En lisant Flaubert (4)

Madame Bovary
DEUXIÈME PARTIE
I

Au bas de la côte, après le pont, commence une chaussée plantée de jeunes trembles, qui vous mène en droite ligne jusqu’aux premières maisons du pays. Elles sont encloses de haies, au milieu de cours pleines de bâtiments épars, pressoirs, charretteries et bouilleries disséminées sous les arbres touffus portant des échelles, des gaules ou des faux accrochées dans leur branchage. Les toits de chaume, comme des bonnets de fourrure rabattus sur des yeux, descendent jusqu’au tiers à peu près des fenêtres basses, dont les gros verres bombés sont garnis d’un nœud dans le milieu, à la façon des culs de bouteilles. Sur le mur de plâtre que traversent en diagonale des lambourdes noires s’accroche parfois quelque maigre poirier, et les rez-de-chaussée ont à leur porte une petite barrière tournante pour les défendre des poussins, qui viennent picorer, sur le seuil, des miettes de pain bis trempé de cidre. Cependant les cours se font plus étroites, les habitations se rapprochent, les haies disparaissent; un fagot de fougères se balance sous une fenêtre au bout d’un manche à balai; il y a la forge d’un maréchal et ensuite un charron avec deux ou trois charrettes neuves, en dehors, qui empiètent sur la route. Puis, à travers une claire-voie, apparaît une maison blanche au-delà d’un rond de gazon que décore un Amour, le doigt posé sur la bouche; deux vases en fonte sont à chaque bout du perron; des panonceaux brillent à la porte; c’est la maison du notaire, et la plus belle du pays.
(…)
Les halles, c’est-à-dire un toit de tuiles supporté par une vingtaine de poteaux, occupent à elles seules la moitié environ de la grande place d’Yonville. La mairie, construite sur les dessins d’un architecte de Paris, est une manière de temple grec qui fait l’angle, à côté de la maison du pharmacien.

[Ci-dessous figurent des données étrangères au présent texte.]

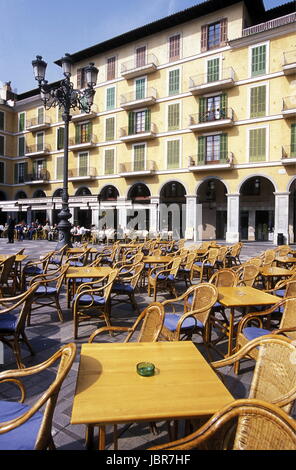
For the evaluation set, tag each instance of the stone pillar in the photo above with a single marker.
(232, 234)
(191, 218)
(281, 216)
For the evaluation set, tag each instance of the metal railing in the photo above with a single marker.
(223, 157)
(281, 21)
(143, 165)
(127, 131)
(215, 114)
(137, 95)
(204, 78)
(135, 64)
(289, 151)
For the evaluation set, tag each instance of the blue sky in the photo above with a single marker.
(31, 27)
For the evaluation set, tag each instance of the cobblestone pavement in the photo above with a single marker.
(47, 334)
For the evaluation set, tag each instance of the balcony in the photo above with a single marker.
(208, 83)
(212, 119)
(134, 68)
(131, 169)
(80, 115)
(37, 150)
(84, 143)
(82, 174)
(138, 135)
(289, 155)
(38, 177)
(277, 22)
(196, 163)
(136, 100)
(289, 107)
(38, 123)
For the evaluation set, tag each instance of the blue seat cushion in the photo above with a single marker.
(171, 321)
(8, 322)
(121, 286)
(23, 437)
(45, 290)
(251, 332)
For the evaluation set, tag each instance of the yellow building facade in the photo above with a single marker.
(192, 130)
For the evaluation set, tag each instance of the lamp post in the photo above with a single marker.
(66, 98)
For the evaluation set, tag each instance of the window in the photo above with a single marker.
(22, 117)
(139, 157)
(21, 146)
(2, 145)
(173, 116)
(111, 61)
(20, 172)
(258, 60)
(212, 149)
(213, 70)
(258, 101)
(2, 169)
(140, 86)
(214, 35)
(257, 144)
(109, 166)
(174, 82)
(110, 98)
(174, 47)
(83, 164)
(141, 56)
(110, 128)
(60, 138)
(173, 154)
(1, 120)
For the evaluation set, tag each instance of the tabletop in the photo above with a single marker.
(184, 385)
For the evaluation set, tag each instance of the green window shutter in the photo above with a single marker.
(173, 154)
(258, 60)
(201, 151)
(110, 128)
(174, 82)
(131, 122)
(223, 147)
(213, 70)
(110, 98)
(109, 162)
(173, 117)
(257, 144)
(139, 157)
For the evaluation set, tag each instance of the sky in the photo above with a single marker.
(31, 27)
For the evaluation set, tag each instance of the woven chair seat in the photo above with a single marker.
(23, 437)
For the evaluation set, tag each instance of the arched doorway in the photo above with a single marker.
(138, 217)
(107, 207)
(82, 217)
(257, 209)
(173, 209)
(211, 195)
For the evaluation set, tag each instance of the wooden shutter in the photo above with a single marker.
(204, 38)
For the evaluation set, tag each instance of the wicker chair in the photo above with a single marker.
(93, 301)
(24, 427)
(246, 332)
(261, 426)
(13, 321)
(164, 278)
(48, 292)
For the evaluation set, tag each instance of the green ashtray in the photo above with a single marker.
(146, 369)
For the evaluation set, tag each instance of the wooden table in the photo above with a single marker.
(241, 297)
(184, 385)
(89, 272)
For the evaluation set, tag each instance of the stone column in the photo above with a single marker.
(281, 216)
(232, 234)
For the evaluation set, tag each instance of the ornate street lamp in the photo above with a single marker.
(66, 98)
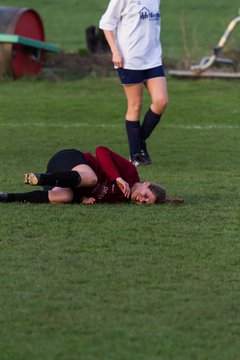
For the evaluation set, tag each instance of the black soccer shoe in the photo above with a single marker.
(32, 179)
(3, 197)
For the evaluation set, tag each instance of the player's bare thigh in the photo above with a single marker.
(157, 88)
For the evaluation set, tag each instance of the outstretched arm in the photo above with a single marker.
(116, 54)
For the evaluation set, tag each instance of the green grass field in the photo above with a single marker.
(122, 282)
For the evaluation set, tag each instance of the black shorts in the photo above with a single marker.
(130, 77)
(65, 160)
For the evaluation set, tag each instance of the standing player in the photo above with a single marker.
(132, 29)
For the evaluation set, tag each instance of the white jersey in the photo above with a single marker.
(137, 24)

Elle a, au rez-de-chaussée, trois colonnes ioniques et, au premier étage, une galerie à plein cintre, tandis que le tympan qui la termine est rempli par un coq gaulois, appuyé d’une patte sur la Charte et tenant de l’autre les balances de la justice. Mais ce qui attire le plus les yeux, c’est, en face de l’auberge du Lion d’or, la pharmacie de M. Homais! Le soir, principalement, quand son quinquet est allumé et que les bocaux rouges et verts qui embellissent sa devanture allongent au loin, sur le sol, leurs deux clartés de couleur, alors, à travers elles, comme dans des feux de Bengale, s’entrevoit l’ombre du pharmacien accoudé sur son pupitre. Sa maison, du haut en bas, est placardée d’inscriptions écrites en anglaise, en ronde, en moulée: « Eaux de Vichy, de Seltz et de Barèges, robs dépuratifs, médecine Raspail, racabout des Arabes, pastilles Darcet, pâte Regnault, bandages, bains, chocolats de santé, etc. ». Et l’enseigne, qui tient toute la largeur de la boutique, porte en lettres d’or: Homais, pharmacien. Puis, au fond de la boutique, derrière les grandes balances scellées sur le comptoir, le mot laboratoire se déroule au-dessus d’une porte vitrée qui, à moitié de sa hauteur, répète encore une fois Homais, en lettres d’or, sur un fond noir.
Il n’y a plus ensuite rien à voir dans Yonville.

Madame Bovary, Librairie de France, édition du centenaire, pages 76 à 79.